Cette installation se compose de trois structures en bois : des arches ouvertes qui dessinent un angle. L’artiste les nomme «portes-tombes», petites architectures verticales, à la fois fragiles et symboliques, dressées comme des seuils entre mémoire et oubli. Inspirées des formes italo-grecques, elles convoquent une culture européenne partagée, entre Athènes et la Toscane, entre mythe fondateur et héritage transmis.
Chacune de ces voûtes abrite, sur sa face extérieure, un feutre de laine. Ce feutre a été conçu à partir d’images d’archives représentant le père de l’artiste durant son enfance en Iran, peu avant son départ pour la France, puis plus tard, une fois installé. À ces images s’ajoute une pochette brodée renfermant une enceinte discrète, d’où s’échappe un témoignage audio : la voix du père y raconte sa vie avant l’exil, son intégration, puis sa désintégration progressive en terre étrangère.

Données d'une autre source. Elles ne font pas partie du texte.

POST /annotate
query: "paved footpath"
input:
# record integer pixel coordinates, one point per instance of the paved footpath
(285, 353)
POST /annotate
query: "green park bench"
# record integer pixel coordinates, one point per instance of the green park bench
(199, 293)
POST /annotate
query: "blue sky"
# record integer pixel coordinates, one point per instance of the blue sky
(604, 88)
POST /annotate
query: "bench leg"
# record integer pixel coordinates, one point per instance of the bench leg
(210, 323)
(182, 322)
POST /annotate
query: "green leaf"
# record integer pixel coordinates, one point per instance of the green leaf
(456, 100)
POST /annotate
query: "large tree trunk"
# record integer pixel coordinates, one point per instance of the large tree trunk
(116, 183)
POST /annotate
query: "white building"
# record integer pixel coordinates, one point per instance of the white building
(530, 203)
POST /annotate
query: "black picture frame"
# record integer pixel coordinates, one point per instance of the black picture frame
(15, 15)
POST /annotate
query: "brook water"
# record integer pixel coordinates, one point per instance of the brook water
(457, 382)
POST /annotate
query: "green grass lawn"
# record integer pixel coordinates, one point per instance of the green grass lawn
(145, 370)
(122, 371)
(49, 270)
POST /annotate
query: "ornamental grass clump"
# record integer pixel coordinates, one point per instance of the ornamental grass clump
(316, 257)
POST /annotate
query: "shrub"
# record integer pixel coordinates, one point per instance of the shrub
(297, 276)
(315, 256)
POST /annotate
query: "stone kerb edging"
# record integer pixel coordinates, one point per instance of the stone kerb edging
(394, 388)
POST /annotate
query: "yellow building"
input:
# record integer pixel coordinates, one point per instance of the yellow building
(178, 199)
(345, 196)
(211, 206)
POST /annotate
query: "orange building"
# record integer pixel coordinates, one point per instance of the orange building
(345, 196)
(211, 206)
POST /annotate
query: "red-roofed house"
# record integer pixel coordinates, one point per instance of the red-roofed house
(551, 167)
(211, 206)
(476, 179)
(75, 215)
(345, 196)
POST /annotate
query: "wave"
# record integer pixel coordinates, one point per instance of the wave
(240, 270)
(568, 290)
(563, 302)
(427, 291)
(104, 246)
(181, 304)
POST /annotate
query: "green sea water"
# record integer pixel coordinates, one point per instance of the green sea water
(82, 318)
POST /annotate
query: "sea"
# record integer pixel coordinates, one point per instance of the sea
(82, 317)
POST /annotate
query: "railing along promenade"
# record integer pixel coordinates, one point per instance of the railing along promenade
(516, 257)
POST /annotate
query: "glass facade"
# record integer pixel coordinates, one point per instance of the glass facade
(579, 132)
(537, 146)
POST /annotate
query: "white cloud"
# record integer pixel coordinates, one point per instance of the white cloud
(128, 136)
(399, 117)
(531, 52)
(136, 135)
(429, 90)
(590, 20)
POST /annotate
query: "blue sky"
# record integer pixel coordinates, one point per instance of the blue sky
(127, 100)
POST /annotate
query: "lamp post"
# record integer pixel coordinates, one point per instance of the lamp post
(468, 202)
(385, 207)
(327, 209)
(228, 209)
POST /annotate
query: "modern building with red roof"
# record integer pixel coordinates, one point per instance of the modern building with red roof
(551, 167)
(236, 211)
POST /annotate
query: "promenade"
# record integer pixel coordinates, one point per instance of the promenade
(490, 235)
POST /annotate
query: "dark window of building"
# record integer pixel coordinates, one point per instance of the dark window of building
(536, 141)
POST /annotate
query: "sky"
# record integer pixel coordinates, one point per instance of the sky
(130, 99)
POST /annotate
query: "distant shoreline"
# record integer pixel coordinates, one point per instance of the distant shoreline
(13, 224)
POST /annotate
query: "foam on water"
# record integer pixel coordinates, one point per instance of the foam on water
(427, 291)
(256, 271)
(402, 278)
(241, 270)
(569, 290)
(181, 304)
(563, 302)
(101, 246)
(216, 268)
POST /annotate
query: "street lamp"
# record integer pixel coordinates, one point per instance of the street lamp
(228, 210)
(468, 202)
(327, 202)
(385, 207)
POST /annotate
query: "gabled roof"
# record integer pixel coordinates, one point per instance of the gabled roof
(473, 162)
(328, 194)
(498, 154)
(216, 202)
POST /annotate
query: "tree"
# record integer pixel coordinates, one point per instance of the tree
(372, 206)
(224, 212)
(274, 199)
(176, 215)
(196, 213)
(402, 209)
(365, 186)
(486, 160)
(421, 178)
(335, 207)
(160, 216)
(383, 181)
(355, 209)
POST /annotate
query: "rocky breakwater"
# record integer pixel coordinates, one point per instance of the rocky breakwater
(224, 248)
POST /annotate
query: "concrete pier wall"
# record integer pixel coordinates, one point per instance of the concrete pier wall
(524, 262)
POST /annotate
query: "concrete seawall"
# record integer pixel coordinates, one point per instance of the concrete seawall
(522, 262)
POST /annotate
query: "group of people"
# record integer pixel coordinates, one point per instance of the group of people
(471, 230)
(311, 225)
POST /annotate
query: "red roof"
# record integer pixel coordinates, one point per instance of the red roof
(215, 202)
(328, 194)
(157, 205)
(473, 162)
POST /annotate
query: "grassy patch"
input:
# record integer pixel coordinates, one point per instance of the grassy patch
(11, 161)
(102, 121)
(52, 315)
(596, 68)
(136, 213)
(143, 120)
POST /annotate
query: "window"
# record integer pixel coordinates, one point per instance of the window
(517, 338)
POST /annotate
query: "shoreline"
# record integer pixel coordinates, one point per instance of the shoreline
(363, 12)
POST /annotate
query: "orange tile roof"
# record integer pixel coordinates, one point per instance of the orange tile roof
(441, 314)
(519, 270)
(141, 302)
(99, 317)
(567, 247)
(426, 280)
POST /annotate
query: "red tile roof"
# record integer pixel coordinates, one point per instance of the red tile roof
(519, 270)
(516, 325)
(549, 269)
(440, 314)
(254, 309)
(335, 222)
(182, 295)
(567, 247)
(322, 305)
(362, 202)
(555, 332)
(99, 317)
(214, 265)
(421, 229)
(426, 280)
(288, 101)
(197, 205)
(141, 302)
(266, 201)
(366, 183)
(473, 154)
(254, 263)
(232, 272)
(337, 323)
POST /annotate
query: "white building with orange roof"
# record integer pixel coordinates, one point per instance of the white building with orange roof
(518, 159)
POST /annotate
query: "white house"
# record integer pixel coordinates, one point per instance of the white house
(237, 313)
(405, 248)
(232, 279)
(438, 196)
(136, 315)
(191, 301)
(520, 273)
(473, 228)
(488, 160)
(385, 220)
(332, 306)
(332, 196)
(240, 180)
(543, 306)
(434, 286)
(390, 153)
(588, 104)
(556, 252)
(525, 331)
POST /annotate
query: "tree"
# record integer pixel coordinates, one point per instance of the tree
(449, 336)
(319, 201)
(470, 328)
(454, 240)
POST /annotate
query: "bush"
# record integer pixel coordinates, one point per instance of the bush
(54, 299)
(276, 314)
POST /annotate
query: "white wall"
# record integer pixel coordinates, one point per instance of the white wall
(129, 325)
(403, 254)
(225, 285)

Ces pochettes sont accompagnées de petites peintures, accrochées à l’intérieur des structures, illustrant certains passages de l’enregistrement. À l’instar des fresques de la basilique Saint-François d’Assise, la narration se déploie dans l’espace et le mouvement du corps ; ici, la fresque est remplacée par le feutre, les pigments sont fixés sur un support mobile, et c’est la vie d’un profane, non celle d’un saint, qui se donne à lire et à entendre.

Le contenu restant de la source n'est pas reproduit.